EN - 18
Pre-Treatment
- Steam Blanching: Vegetables with a long cooking time require steam blanching.
To Steam Blanch
1. Bring saucepan of water to the boil.
2. Place vegetables in a colander in the saucepan and cover.
3. Steam for 1-5 minutes
4. Cool in ice water, drain and pat vegetables dry.
5. Commence drying.
To Blanch
1. Soak vegetables in boiling water for 1-2 minutes.
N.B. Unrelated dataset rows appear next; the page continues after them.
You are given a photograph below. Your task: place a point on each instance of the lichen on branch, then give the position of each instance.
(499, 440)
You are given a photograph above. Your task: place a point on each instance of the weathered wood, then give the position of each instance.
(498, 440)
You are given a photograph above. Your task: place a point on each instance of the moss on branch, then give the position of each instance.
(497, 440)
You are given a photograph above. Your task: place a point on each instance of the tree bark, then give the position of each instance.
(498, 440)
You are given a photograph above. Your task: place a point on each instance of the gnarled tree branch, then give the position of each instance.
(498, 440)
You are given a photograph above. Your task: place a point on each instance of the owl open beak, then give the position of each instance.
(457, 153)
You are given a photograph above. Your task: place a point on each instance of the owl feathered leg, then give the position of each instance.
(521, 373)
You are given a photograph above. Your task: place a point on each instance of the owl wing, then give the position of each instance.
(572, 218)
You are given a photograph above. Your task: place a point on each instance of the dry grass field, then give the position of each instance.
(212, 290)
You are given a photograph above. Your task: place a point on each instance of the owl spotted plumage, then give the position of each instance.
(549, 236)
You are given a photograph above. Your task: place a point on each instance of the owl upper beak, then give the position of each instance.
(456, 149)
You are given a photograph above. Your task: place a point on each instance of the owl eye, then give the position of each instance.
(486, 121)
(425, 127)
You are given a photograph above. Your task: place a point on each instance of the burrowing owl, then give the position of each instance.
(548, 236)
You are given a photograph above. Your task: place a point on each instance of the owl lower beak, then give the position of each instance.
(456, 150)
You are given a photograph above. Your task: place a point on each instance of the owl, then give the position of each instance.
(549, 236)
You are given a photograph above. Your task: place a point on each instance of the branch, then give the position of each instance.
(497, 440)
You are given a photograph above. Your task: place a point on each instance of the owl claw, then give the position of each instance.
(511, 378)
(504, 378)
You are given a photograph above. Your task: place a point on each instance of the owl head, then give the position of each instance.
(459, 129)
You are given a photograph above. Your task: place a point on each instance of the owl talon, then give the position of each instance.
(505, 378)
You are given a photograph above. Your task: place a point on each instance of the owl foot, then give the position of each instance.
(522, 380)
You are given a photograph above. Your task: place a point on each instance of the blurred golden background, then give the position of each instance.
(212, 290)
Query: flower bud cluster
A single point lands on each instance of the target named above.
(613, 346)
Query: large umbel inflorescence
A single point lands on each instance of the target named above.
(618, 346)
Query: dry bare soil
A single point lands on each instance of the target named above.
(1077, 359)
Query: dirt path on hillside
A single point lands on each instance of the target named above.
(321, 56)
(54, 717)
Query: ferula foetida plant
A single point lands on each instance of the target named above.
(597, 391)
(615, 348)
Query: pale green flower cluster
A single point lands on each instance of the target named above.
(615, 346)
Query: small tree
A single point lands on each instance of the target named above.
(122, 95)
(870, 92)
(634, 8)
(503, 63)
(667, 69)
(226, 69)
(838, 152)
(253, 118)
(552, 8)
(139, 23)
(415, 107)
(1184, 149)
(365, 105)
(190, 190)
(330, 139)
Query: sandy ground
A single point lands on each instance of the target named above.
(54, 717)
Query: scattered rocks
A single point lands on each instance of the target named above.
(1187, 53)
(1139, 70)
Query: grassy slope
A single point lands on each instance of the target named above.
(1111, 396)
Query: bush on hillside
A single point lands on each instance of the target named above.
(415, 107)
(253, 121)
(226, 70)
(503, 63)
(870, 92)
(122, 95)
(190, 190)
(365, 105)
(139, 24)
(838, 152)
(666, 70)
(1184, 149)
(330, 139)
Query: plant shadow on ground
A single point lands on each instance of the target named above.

2. Plunge into ice cold water.
3. Slice and commence drying.
Dryness Test
- Cool vegetables before attempting the final test for dryness.
- Vegetables should feel hard and firm with no soft spots.
Fruit and Vegetables Rolls
Chewy Rolls are dried, rolled sheets of plain or sweetened pureed fruit and vegetables.
Preparation Directions
1. Line the Base with a piece of plastic wrap.
2. Puree fresh or canned fruit to a consistency that can be spread with a¨ spatula, over the Base
of the Food Dehydrator.
3. Spread the puree over the base, to a maximum thickness of 5mm.
4. Chewy Rolls are ready when the centres are no longer sticky to touch.
5. Remove the fruit while it is still warm to prevent sticking.
6. Roll tightly ad slice into desired portions.
Drying Herbs and Spices
- Pick leaves, when young and tender.
- Pick seed pods before they open.
- Most herbs and spices can be dried on the plant stalk or stem. The leaves and seeds are easily
stripped off once they are dry.
- Do not store herbs in paper bags as the oils will be absorbed by the paper leading to less
flavour.
Drying Meat and Fish
Meat
1. Trim excess fat from meat and slice into strips.
2. Marinate meat for 6-8 hours.
3. Dry meat in an uninterrupted drying cycle for 8-10 hours.
Fish
1. Fish must be fresh, when drying.
2. Clean and fillet fish.
3. Sprinkle fish with lemon juice and soak in a solution of 1/2 cup salt and 2 litres of water.